I could be mistaken but I believe iPhones after the 8 also use Galileo and GLONASS. I can tell ya that mine will show which room I’m in at my house.


----------



## efi2712micro (Sep 17, 2015)

new2theflats said:


> A couple of words of caution about the GPS in new iPad, iPad mini, and iPhone.
> 
> First, none of them are WAAS GPS (nor ever have been, nor are any other phone and tablet that I know of), which means accuracy fluctuates, and this means you may not be exactly where you think you are, not very important driving a car on a road, but running channels through the flats or flying an airplane in the mountains when you can't see very well it can be very important. There are external WAAS GPS units that you can purchase and use with some Apps, but not all, and of course you'd now have two devices to power.
> 
> ...


I have seen significant variability on my gps location while taking pictures with geolocation on the new 11 pro max. Have they offered anything while trying to fix it, particularly if it is hardware?


----------



## new2theflats (Jul 31, 2019)

To me? No. In the case when I'm flying I've gone back to my iPad mini 4 (whose GPS is very accurate and consistent) and gave up on using my new iPad mini.

To GaG8tor's point he is correct about the technology, my iPhone 8, X, and 11 Pro all are GPS/GNSS. But my 11 sometimes looses its mind while navigating. For example, I was just in downtown Orlando (for the first time) last week and tried to use my 11 to get to East Cape. I'd be driving along on the route and then all of a sudden it'd want me to turn onto a street that wasn't even there, or an exit that wasn't even there. The map would spin all around and then all of a sudden center back up and I was back on track.

I finally surrendered, pulled to the side and took the time to enter the address in my truck's gps and never had another problem. And that's what I do now. If I'm in an area that is somewhat familiar, or doesn't have jillions of roads I'll let my 11 navigate. If I'm in a nightmare situation like Orlando I'll let the truck do it.

Lot's of posts about this issue on the Internet from other users.


----------



## GaG8tor (Jul 8, 2019)

I have a like new X and hated it from the beginning. Went back to my old 8 and if I keep up with the updates it does all I need to do.


----------



## BCPD199 (Jan 26, 2015)

This is new to me. Believe it or not, I've never had an iPad. I was thinking of getting one to use google maps to see sand and oyster bars to fish. If I understand everything I've read here and THT, I need an iPad with cellular capability (for GPS to function); but, I don't need to have it on a wireless network (Verizon, AT&T, etc), correct?


----------



## new2theflats (Jul 31, 2019)

Correct


----------



## BCPD199 (Jan 26, 2015)

new2theflats said:


> Correct


Thanks! And if I understood your earlier posts the older iPads have a better GPS in them. Would an iPad 10.5 Pro (2017) be better than the new iPad Air?


----------



## new2theflats (Jul 31, 2019)

That is my experience, yes.


----------



## redchaser (Aug 24, 2015)

BCPD199 said:


> This is new to me. Believe it or not, I've never had an iPad. I was thinking of getting one to use google maps to see sand and oyster bars to fish. If I understand everything I've read here and THT, I need an iPad with cellular capability (for GPS to function); but, I don't need to have it on a wireless network (Verizon, AT&T, etc), correct?

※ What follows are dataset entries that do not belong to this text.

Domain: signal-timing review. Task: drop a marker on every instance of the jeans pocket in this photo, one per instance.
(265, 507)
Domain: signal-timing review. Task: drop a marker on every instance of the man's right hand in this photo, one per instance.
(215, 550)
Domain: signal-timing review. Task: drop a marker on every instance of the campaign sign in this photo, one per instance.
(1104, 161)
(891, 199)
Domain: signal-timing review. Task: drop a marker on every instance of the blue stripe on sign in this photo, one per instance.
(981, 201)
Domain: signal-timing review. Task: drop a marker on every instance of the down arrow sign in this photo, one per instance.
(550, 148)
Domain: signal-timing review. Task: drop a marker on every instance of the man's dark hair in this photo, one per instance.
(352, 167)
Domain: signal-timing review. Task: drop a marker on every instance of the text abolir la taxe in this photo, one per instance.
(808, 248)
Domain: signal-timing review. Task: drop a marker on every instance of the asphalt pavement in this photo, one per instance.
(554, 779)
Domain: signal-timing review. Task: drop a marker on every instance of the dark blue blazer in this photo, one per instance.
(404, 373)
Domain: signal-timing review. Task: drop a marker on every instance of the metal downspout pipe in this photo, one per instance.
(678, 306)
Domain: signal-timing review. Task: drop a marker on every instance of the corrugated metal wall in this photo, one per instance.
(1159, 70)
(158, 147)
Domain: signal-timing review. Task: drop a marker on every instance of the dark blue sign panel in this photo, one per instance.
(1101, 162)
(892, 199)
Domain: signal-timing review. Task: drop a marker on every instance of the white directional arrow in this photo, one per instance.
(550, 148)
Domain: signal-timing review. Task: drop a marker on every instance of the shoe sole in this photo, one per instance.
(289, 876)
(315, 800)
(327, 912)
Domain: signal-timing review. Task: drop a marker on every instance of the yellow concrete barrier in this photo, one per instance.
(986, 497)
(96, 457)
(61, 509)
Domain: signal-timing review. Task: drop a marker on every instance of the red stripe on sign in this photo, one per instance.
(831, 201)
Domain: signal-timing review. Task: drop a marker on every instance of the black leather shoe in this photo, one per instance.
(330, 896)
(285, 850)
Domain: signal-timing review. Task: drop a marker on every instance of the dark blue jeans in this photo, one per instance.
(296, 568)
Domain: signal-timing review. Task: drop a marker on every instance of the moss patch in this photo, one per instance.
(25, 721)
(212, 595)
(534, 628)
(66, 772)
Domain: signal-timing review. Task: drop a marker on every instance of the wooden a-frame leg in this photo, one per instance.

I would add it to your cellular plan, while you don't strictly have to have a cellualr connection for apps like GPS tracks to work, the response time is a bit faster if you do, when of course you are in areas with service. On my plan, data access for the tablet is an additional $10 a month. Also, in the app I use there is a very wide variety of map images to use, not all of which are licensed to be downloadable, and even if they were, it would be far too time and memory consuming to download them all, but sometimes I may be in a situation where one of those other maps gives me a better look and what I need at the time. If I have cell signal, I can open them up, even if they haven't been downloaded to my device.


----------



## BigEasy (Dec 17, 2016)

Can that not be done by tethering to your phone?


----------



## new2theflats (Jul 31, 2019)

You can hot spot from one iDevice to the next to use it for Internet access, but not to share a GPS antenna. Would be cool if that worked.


----------